Our opinion: COVID fraud a lesson in free money
Reducing the national debt, even just a little.
Providing working-class families with tax relief.
Providing the men and women enlisted in our armed services with a pay increase.
Increasing the reservoir of funding for Social Security benefits to mitigate its fast-approaching depletion.
These are just a few of the ways the more than $200 billion in COVID-19 aid the inspector general of the U.S. Small Business Administration says was stolen or misappropriated could have been spent.
According to an Associated Press report in Wednesday’s Sun-Gazette, “at least 17 percent of all COVID-EIDL and PPP funds were dispersed to potentially fraudulent actors,” the inspector general’s report claims.
The U.S. Labor Department’s inspector general reports that at least $76 billion in unemployment assistance was lost to fraud. An additional $115 billion mistakenly went to people who were ineligible for the aid.
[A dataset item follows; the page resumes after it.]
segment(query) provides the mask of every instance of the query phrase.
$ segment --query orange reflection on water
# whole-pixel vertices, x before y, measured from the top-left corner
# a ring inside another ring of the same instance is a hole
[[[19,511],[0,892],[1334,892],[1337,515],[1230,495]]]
We are only marginally reassured that as this data came to light, the Biden Administration ramped up anti-fraud efforts. While increasing resources for law enforcement to investigate COVID-19 assistance fraud and the creation of a comprehensive data hub to catalog potential recipients who shouldn’t receive the assistance are good measures, in the face of hundreds of billions of dollars lost to such fraud they seem exceedingly late and inadequate.
We certainly do not find the efforts of Gene Sperling, a senior White House adviser, to downplay how extensive he says the figures ultimately lost to fraud will be to be reassuring at all.
At this juncture the American taxpayer deserves a White House that takes the possibility of fraud and waste seriously, not one concerned with haggling over $200 billion or $100 billion to save face.
We hope our lawmakers, officials and voters can learn a valuable lesson about the limitations of big government in responsible fiscal stewardship.
We certainly hope voters learn a lesson about the resistance of many politicians and their staffers to accepting responsibility — a vital first step in correcting problems.
At either $100 billion or $200 billion, we are skeptical that our nation can afford to not learn any lessons from this waste.